7

I have a list of 2D points for example:

1,1 2,2 1,3 4,5 2,1

The distance between these points is known (using math.hypot for example.) I want to sort the list so that there is a minimum distance between them. I'm OK with any possible solution order, as long as the points are in the shortest order.

What is the most pythonic way to achieve this?

I was considering working out the distance between any item and any other item, and choosing the smallest each time, but this would be a slow algorithm on the lists I am working on (1,000 items would not be unusual.)

Saullo G. P. Castro
  • 56,802
  • 26
  • 179
  • 234
Thomas O
  • 6,026
  • 12
  • 42
  • 60
  • May be similar to [Shortest distance between points algorithm](http://stackoverflow.com/questions/1602164/shortest-distance-between-points-algorithm), i.e. sort list by X co-ordinate first (fast) then bubble sort according to distance. – PP. Aug 16 '13 at 19:13
  • 1
    «sort the list so that there is a minimum distance between them» "between _them_" meaning "between successive points"? – jscs Aug 16 '13 at 19:27
  • 6
    If you're trying to minimize the distance between successive points, you're asking about the traveling salesman problem, which has no efficient solution; you just have to try all orderings and see which one is shortest. – Josh Buell Aug 16 '13 at 19:29
  • Are the points always integers on both axes? are they limited to some range? – Bitwise Aug 16 '13 at 19:36
  • 1
    @JoshBuell this is actually TSP on a plane with Euclidean distances. Unfortunately it has been shown that even this "simpler" version is NP-hard. Also note that NP-hard does not mean you cannot improve on the solution of trying all orderings. – Bitwise Aug 16 '13 at 19:38

2 Answers2

7

The technical question you're asking is similar to "What is the minimum hamiltonian path of a graph" (your tuples are vertices, and the distance between them are the weight of the edges). This problem can't be solved in polynomial time, so your dataset had better be small. Since your graph is complete (all nodes are connected), the minimum hamiltonian path problem may not completely apply.

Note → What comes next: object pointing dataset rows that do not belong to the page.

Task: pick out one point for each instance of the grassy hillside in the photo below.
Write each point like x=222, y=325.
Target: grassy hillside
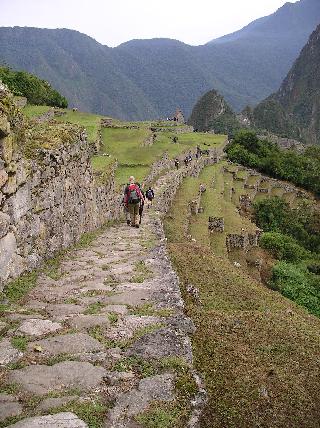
x=294, y=109
x=256, y=350
x=37, y=91
x=126, y=146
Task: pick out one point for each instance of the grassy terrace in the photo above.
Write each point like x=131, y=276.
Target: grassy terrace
x=32, y=111
x=126, y=146
x=89, y=121
x=134, y=158
x=256, y=350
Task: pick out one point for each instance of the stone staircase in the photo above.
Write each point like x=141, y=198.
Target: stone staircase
x=109, y=329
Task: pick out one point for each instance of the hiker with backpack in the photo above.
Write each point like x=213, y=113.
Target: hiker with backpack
x=149, y=196
x=132, y=200
x=141, y=206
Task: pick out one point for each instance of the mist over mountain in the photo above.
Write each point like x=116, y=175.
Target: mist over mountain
x=144, y=79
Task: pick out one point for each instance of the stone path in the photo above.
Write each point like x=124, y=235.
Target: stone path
x=109, y=329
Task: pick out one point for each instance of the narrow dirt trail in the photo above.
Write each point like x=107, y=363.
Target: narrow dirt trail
x=115, y=307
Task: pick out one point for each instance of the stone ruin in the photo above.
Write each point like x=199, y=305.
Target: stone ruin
x=194, y=206
x=216, y=224
x=179, y=117
x=243, y=241
x=245, y=203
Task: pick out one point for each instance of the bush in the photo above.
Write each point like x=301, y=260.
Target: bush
x=302, y=169
x=283, y=247
x=297, y=284
x=301, y=223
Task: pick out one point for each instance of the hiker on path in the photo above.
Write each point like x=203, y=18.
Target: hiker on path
x=150, y=196
x=141, y=206
x=132, y=200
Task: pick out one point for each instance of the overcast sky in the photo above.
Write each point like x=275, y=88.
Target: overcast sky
x=112, y=22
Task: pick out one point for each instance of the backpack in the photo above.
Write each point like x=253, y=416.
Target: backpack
x=149, y=194
x=133, y=197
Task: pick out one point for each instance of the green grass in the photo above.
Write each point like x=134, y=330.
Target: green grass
x=32, y=111
x=19, y=287
x=88, y=120
x=248, y=337
x=126, y=146
x=19, y=342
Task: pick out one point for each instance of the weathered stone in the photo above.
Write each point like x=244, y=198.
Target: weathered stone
x=7, y=148
x=8, y=354
x=118, y=309
x=22, y=173
x=41, y=379
x=11, y=185
x=38, y=327
x=3, y=177
x=60, y=420
x=114, y=378
x=8, y=248
x=3, y=326
x=4, y=125
x=160, y=344
x=87, y=321
x=64, y=309
x=9, y=406
x=216, y=224
x=76, y=343
x=19, y=204
x=4, y=224
x=159, y=388
x=51, y=403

In any case, the answer below uses brute force. It permutes all possible paths, calculates the distance of each path, and then gets the minimum.

import itertools as it
import math

def dist(x,y):
    return math.hypot(y[0]-x[0],y[1]-x[1])

paths = [ p for p in it.permutations([(1,2),(2,3),(5,6),(3,4)]) ]
path_distances = [ sum(map(lambda x: dist(x[0],x[1]),zip(p[:-1],p[1:]))) for p in paths ]
min_index = argmin(path_distances)

print paths[min_index], path_distances[min_index]

Output:

((1, 2), (2, 3), (3, 4), (5, 6)) 5.65685424949

Note that the reverse path is an equivalent minimum

egafni
  • 1,982
  • 1
  • 16
  • 11
2

The other answer here is correct that this is some class of NP problem. If you really need 1000 nodes, there's no way you're ever going to truly solve it. But does it need to be exact? If not, perhaps you can try to just pick a random point and walk from there to the nearest point each time? It's not guaranteed to give you the shortest path, but perhaps it's close enough. E.g.:

data [ (1,2), (3,4), ... ]

cur = 0
path = [cur]
totalDist = 0
for i in range(1,len(data)):
    dists = [(dist(data[i],p), pi) for (pi,p) in enumerate(data) if pi != i and pi not in path]
    nextDist, cur = min(dists)
    totalDist += nextDist
    path.append(cur)

print path, totalDist

This is O(n^2) in distance computations and comparisons, and only O(n) in memory, which is at least achievable for 1000 points.

JoshG79
  • 1,685
  • 11
  • 14